The lively debate that followed covered a range of issues from the discrepancies in maternal mortality between races in the UK, not having an “exit plan”, how to get involved in advocacy, to further research that is needed in neglected areas of maternal and child health care.
Sitting in the audience after having done this MSc, I can definitely say that what was discussed by those that were studying at, worked or were affiliated with LSTHM, was similar to and more easily understood because of the knowledge gained at KI.
I often get asked about how this MSc changes you as a person, develops your skills and progresses your career.
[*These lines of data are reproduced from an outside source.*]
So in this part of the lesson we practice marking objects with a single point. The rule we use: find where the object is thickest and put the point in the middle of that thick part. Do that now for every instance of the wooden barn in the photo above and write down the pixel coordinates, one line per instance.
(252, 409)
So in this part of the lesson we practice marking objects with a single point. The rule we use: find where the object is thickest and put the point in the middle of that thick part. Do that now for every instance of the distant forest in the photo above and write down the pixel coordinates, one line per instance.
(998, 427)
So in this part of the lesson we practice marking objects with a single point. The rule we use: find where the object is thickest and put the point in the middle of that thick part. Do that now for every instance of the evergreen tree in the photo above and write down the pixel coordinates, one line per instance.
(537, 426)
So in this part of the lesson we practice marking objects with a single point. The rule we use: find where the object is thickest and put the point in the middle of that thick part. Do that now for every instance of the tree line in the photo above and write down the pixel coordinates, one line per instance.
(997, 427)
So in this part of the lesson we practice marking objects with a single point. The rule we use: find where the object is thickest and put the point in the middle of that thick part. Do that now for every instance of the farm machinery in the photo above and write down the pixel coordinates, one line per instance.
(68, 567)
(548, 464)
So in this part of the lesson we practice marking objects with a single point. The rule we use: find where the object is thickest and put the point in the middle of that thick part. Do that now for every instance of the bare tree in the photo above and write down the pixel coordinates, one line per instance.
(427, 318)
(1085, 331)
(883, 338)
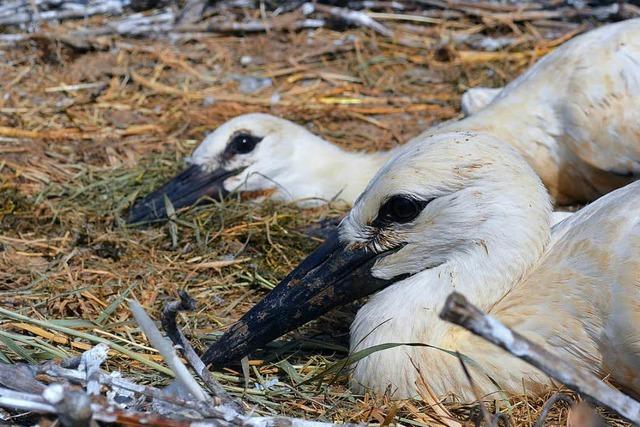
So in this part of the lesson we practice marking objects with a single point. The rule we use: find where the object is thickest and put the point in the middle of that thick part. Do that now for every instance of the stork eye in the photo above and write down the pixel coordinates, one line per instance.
(400, 209)
(243, 143)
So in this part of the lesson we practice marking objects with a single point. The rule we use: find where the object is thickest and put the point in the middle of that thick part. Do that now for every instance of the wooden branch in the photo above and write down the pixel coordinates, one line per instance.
(20, 12)
(351, 16)
(170, 326)
(459, 310)
(164, 347)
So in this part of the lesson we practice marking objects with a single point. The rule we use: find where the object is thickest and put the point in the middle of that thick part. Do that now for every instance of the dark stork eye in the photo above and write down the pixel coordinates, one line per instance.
(243, 143)
(400, 209)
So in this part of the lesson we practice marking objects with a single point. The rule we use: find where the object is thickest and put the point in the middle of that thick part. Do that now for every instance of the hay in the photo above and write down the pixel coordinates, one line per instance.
(82, 133)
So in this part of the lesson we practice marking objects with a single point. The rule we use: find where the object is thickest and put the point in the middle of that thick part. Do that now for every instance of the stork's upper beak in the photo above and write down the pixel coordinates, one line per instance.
(183, 190)
(333, 275)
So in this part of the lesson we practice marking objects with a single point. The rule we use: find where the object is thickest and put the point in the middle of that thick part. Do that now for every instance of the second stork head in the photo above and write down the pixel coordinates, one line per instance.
(455, 204)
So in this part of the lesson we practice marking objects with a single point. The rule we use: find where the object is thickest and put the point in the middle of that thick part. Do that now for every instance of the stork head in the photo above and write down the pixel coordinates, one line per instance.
(452, 198)
(252, 152)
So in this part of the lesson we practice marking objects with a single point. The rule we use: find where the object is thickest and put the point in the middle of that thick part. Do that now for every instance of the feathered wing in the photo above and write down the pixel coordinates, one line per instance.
(599, 109)
(582, 300)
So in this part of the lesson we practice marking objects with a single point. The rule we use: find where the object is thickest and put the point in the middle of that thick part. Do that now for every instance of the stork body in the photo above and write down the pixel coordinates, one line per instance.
(574, 289)
(573, 115)
(463, 211)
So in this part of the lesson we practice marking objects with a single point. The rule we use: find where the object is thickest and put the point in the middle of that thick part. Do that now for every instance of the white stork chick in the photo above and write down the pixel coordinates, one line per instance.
(269, 156)
(572, 115)
(272, 157)
(476, 98)
(464, 212)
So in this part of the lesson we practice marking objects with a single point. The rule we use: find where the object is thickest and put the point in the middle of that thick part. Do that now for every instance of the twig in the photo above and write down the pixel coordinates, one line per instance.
(549, 404)
(461, 312)
(351, 16)
(24, 14)
(170, 326)
(166, 350)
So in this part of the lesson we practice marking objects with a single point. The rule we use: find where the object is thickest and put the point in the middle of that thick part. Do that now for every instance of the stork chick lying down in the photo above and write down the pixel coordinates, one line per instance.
(463, 212)
(572, 116)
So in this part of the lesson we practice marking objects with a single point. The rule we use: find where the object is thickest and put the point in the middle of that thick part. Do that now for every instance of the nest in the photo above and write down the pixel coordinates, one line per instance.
(89, 123)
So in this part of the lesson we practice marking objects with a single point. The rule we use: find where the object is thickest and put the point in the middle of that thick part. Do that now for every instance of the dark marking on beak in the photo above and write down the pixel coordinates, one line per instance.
(185, 189)
(331, 276)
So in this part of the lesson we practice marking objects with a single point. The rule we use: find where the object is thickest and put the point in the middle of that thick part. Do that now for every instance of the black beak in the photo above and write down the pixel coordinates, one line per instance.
(183, 190)
(333, 275)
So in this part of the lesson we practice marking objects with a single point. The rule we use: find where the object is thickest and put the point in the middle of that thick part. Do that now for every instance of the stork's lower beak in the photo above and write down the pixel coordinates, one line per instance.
(183, 190)
(333, 275)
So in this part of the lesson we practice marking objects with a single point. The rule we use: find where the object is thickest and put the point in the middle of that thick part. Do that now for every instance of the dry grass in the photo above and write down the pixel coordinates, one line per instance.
(73, 159)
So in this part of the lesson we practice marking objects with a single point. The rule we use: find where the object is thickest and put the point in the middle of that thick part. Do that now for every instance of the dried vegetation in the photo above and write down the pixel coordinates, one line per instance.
(87, 124)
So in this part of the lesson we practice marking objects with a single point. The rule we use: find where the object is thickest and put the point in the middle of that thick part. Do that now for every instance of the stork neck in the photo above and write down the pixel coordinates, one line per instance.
(327, 171)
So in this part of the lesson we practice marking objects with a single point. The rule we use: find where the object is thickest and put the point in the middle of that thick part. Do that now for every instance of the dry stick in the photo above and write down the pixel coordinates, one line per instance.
(170, 326)
(353, 17)
(166, 350)
(457, 309)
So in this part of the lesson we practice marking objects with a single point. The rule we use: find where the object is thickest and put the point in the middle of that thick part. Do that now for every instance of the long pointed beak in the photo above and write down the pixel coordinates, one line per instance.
(183, 190)
(331, 276)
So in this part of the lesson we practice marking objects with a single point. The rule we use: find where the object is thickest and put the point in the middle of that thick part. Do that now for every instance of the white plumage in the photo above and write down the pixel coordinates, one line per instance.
(573, 116)
(485, 233)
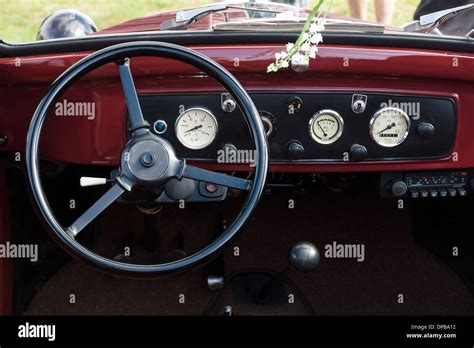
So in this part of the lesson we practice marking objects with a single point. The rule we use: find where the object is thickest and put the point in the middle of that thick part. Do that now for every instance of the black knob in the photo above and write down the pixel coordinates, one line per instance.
(358, 152)
(399, 188)
(295, 149)
(304, 256)
(425, 130)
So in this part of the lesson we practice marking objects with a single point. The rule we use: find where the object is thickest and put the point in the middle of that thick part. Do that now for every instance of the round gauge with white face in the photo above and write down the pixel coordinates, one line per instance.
(196, 128)
(389, 127)
(326, 126)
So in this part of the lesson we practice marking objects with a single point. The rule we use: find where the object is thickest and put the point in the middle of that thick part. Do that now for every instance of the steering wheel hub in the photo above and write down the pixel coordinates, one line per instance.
(147, 163)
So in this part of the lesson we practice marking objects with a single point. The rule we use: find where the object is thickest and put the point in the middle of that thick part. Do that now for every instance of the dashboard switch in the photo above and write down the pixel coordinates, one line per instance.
(228, 103)
(295, 149)
(424, 193)
(452, 192)
(399, 188)
(358, 152)
(443, 193)
(426, 130)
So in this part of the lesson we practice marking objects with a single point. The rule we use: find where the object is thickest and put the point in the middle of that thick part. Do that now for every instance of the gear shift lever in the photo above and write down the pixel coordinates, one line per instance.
(303, 256)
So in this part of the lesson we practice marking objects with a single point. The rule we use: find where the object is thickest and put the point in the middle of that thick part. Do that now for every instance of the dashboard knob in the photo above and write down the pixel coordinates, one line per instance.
(399, 188)
(426, 130)
(295, 149)
(228, 105)
(358, 152)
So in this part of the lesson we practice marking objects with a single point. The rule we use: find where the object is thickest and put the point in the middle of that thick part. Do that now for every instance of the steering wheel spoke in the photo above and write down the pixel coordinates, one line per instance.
(98, 207)
(200, 174)
(136, 118)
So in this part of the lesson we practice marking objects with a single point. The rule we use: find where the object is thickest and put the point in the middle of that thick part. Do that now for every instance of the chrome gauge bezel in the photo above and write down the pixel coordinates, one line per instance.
(378, 114)
(181, 141)
(339, 120)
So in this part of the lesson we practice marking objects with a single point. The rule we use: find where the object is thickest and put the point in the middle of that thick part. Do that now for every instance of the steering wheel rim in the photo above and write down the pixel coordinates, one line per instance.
(114, 54)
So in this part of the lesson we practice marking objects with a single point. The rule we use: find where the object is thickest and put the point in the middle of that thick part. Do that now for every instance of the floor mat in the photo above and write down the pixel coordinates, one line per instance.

This will be answered in more detail in future blog(s) when I’ll be seeing where the class of 2018/2019 are headed. However, I can tell you even before we graduate, this MSc is the springboard to great opportunities and increases awareness of global health work being done. The knowledge it bestows enables you to seek out these opportunities with growing confidence.
*Disclaimer: It’s very clear, but in the spirit of transparency I thought I’d mention it anyway, that I can’t glean what another course, let alone university is like from a few hours on a weekday evening. Also bear in mind they’re on show and are aware guests will be present, so I assumed they’d be showcasing their best. I also need to state that the organisations and speakers present may not have represented LSTHM’s point of view. Just as what I write is my opinion and not KI’s.